8節・5P


 千絵が授業を終え、人混みに混じり校舎を出ると、校門の前で人混みの流れの中に松本が立っているのが見え、嬉しそうに駆け寄った。

「ごめんなさい」

「俺も今来たとこ」

 千絵は喜びを抑える事が出来ずに、松本の腰に手を回し、抱きついた。すっかり昔の明るさを取り戻していた。

「みんな見てるから」

 校門の前の坂を授業を終えた生徒が大勢歩いていたので、松本は照れくさそうにしていたが、少し嬉しかった。

 2人はまた学校の近くの喫茶店で腰を落ちつけた。

「お前の家、金持ちなんだな?」

 その言葉に千絵はうつむいた。

「私、居候なの」

「居候?そう言えば、表札と名前違っていたもんな」

 そして千絵は、好きな人に自分のことを全部話そうと誓った。

「私、パパもママもいないの。小学生のときにパパが借金の肩代わりをしないと行けなくなって、一夜にして貧乏になったの。そして、その後、ママもすぐに死んでしまい、パパは今でもどこで暮らしているのか判らないの!」

 千絵は今にも泣き出しそうな顔になっていた。それに松本は慌てた。

「あー、ごめんな。嫌なこと思い出させて」

「でも好きな人に知って欲しかったから全部喋ったの」

「俺も金持ちと言うことで、つき合っていたわけじゃないから」

 そう言うと千絵は笑顔を取り戻した。
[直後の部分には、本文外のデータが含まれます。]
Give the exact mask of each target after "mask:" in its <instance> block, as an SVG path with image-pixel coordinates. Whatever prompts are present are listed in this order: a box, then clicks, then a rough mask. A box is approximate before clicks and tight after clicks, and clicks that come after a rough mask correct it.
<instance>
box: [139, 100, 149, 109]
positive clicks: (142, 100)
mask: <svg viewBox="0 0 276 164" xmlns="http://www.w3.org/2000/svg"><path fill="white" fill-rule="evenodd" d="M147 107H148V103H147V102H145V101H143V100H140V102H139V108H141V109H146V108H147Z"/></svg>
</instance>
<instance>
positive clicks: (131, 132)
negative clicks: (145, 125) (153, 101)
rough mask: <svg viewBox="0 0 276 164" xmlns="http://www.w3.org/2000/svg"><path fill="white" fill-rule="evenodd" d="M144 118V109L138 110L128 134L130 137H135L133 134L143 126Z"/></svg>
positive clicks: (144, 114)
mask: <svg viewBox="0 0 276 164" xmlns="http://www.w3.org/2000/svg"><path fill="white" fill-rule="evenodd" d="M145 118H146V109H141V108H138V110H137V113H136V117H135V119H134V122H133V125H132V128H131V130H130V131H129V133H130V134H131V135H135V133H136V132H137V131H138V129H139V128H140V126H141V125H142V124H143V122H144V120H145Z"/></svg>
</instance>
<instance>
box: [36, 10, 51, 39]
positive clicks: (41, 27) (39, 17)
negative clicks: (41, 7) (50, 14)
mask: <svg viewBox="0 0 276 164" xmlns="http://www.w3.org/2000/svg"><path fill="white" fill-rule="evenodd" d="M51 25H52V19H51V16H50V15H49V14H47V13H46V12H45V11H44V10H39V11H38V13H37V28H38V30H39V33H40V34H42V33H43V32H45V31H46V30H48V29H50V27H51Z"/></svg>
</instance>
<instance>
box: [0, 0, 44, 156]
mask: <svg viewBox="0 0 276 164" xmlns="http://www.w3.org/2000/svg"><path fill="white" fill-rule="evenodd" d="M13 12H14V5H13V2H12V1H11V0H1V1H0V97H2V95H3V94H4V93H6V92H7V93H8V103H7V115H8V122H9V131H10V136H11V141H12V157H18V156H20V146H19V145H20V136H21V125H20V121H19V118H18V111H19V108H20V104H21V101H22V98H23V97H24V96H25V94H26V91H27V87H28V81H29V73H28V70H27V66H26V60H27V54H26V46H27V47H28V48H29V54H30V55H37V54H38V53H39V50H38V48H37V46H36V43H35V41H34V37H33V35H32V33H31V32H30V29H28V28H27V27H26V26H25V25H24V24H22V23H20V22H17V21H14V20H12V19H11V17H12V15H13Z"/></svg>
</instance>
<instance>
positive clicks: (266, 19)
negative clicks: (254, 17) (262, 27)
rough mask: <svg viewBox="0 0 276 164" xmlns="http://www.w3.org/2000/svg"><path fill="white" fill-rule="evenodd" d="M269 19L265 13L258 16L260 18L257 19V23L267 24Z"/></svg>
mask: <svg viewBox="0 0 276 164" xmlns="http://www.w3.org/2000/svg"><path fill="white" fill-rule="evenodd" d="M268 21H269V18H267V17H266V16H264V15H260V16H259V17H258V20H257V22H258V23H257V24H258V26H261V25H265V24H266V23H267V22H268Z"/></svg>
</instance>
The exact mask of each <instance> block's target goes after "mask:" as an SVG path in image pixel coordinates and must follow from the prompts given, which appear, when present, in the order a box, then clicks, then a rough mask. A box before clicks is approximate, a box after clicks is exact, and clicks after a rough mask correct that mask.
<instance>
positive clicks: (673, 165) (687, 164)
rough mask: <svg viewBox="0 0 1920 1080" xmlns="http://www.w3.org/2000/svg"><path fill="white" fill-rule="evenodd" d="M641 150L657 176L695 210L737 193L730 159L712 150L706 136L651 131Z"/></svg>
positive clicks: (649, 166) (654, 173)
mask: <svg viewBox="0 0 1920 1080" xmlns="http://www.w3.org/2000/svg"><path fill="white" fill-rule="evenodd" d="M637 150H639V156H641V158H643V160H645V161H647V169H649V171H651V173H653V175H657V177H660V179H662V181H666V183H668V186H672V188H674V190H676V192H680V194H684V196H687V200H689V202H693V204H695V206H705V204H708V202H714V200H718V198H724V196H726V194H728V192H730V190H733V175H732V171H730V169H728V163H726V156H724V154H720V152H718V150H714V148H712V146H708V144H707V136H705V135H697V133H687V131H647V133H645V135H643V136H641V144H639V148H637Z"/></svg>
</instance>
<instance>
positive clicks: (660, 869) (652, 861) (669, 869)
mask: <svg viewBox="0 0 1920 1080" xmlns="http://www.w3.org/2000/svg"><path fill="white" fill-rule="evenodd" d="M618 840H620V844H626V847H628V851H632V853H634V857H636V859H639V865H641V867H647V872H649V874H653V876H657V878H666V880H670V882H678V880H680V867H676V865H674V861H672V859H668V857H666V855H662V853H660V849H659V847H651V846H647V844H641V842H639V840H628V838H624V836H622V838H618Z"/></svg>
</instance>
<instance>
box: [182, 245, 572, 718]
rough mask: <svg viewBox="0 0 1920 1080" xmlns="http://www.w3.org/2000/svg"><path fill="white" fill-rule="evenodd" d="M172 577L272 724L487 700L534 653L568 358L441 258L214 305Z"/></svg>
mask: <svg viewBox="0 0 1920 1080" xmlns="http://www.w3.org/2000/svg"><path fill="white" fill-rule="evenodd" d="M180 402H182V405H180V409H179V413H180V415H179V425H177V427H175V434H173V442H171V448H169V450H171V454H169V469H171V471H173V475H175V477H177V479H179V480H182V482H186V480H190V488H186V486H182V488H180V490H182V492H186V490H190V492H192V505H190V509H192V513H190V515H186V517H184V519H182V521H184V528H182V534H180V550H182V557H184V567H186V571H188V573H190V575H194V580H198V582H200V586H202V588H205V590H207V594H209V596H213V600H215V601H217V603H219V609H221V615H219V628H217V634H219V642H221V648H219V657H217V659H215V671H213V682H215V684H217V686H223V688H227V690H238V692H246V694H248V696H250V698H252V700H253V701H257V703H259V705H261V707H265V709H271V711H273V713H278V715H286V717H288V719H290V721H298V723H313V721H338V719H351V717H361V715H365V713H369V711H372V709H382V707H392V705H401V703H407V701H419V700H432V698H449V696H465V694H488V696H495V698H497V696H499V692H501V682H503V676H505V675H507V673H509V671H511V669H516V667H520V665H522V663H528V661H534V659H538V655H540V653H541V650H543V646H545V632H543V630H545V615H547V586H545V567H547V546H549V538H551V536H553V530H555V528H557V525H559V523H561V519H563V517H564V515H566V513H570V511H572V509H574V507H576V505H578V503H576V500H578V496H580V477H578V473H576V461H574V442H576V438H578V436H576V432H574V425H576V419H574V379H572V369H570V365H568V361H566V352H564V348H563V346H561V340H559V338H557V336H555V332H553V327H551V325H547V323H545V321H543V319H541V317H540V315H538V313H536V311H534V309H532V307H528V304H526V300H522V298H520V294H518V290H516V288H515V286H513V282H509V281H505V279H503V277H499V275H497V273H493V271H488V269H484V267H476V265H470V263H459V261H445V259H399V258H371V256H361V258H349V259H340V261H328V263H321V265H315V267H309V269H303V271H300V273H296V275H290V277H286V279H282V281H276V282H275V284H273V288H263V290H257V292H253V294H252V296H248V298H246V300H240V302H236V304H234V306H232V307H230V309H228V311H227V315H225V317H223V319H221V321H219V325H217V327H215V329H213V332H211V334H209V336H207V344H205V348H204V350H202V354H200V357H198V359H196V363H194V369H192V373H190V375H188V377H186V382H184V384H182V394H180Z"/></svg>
しかし松本には疑問が残った。

「パパどこにいるか判らないって、どういう事?」

「パパ、私をあの家に置いて出て行ったの」

「娘を置いて出て行くなんてひどいな」
 その言葉に千絵は敏感に反応し、慌てて否定した。

「あのときの事情を考えると仕方なかったの」

「本当に、何処にいるか判らないの?」

 松本は心配そうに聞いた。

「うん。もしかしたら今頃、死んでいるかもしれない」

 パパの行方を考えると、急に寂しくなり、目から涙が流れていた。